Another way Essex’s players would keep warm back then was to wear ladies’ tights, and, no, the team were not renowned cross-dressers, wacky though most of them were. Thermals were in their infancy then and expensive. With players having to buy their own playing clothes anyway, ladies tights, and they were no doubt advised on this by wives and girlfriends, were a cheap option.

By the time I’d left the club chemical hand-warmers were being used, extensively, one of the chief hazards of cold weather being bones broken in the slips due to half-hearted attempts at catching a hard ball seemingly made more lethal by the cold.

Essex lucked out in this regard as Peter Such’s brother was a pharmacist who supplied us with boxes of the things. This was high-tech, comprising teabag-like packages you could put in your pocket along with any hands that needed warming. Of course when I was at school, hands in the pockets of your cricket whites was forbidden and I was once punished for doing so despite my excuse that the wind was far too cold for a boy from Nairobi.

In Victorian and Edwardian times, cricketers were quirkier in their accoutrements as a quick look at any team photo will show, with sweaters of all shapes, styles and sizes. Cravats and neckerchiefs were also de rigueur, with England captain Freddie Brown particularly fond of the latter.

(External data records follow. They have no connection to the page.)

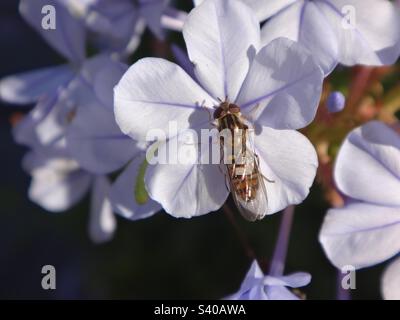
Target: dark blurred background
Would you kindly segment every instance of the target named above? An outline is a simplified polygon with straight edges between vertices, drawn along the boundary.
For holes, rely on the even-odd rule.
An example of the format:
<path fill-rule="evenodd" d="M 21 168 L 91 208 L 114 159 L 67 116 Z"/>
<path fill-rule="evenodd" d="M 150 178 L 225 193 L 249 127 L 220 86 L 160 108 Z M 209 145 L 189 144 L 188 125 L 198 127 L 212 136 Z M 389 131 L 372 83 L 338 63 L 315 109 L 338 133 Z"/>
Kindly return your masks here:
<path fill-rule="evenodd" d="M 0 78 L 61 62 L 17 7 L 17 0 L 0 1 Z M 146 33 L 144 48 L 151 39 Z M 21 169 L 26 150 L 13 142 L 10 124 L 13 114 L 28 110 L 0 104 L 0 298 L 219 299 L 238 289 L 251 261 L 222 211 L 190 220 L 165 213 L 139 222 L 118 218 L 114 239 L 95 245 L 87 233 L 87 198 L 59 214 L 31 203 L 30 178 Z M 326 209 L 317 186 L 296 208 L 286 272 L 312 274 L 311 284 L 301 289 L 308 299 L 336 296 L 336 272 L 317 239 Z M 281 215 L 257 223 L 236 218 L 268 264 Z M 56 267 L 56 290 L 41 287 L 46 264 Z M 353 299 L 380 298 L 382 269 L 357 272 Z"/>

When it was cold, scarves would have been the neckwear of choice, though in some county dressing-rooms, like the Nottinghamshire one under Arthur Carr in the Twenties, brandy would also have been taken to stir the blood and warm the body.

Although every cricketer will want a warm May, the cold can have its benefits. In 1991, England played the West Indies at Headingley and beat them, the first time they had done so in a home Test since 1969.

That match began on June 6, and it was perishing (in 1975 it had once snowed during a Championship match in June at Buxton, Derbyshire). That meant West Indies formidable bowling attack never really settled as they couldn’t get warm. They were still a handful on a tricky pitch, one only Graham Gooch was able to handle with an unbeaten 154 in England’s second innings.

That series was shared 2-2 and was the first sign that the West Indies’ era of dominance, which stretched back to 1980, had begun to wane. They didn’t actually lose a Test series until 1995, when they went down to Australia in the Caribbean, but this was the first time they’d showed they were vulnerable in a generation and it all began in the Yorkshire cold.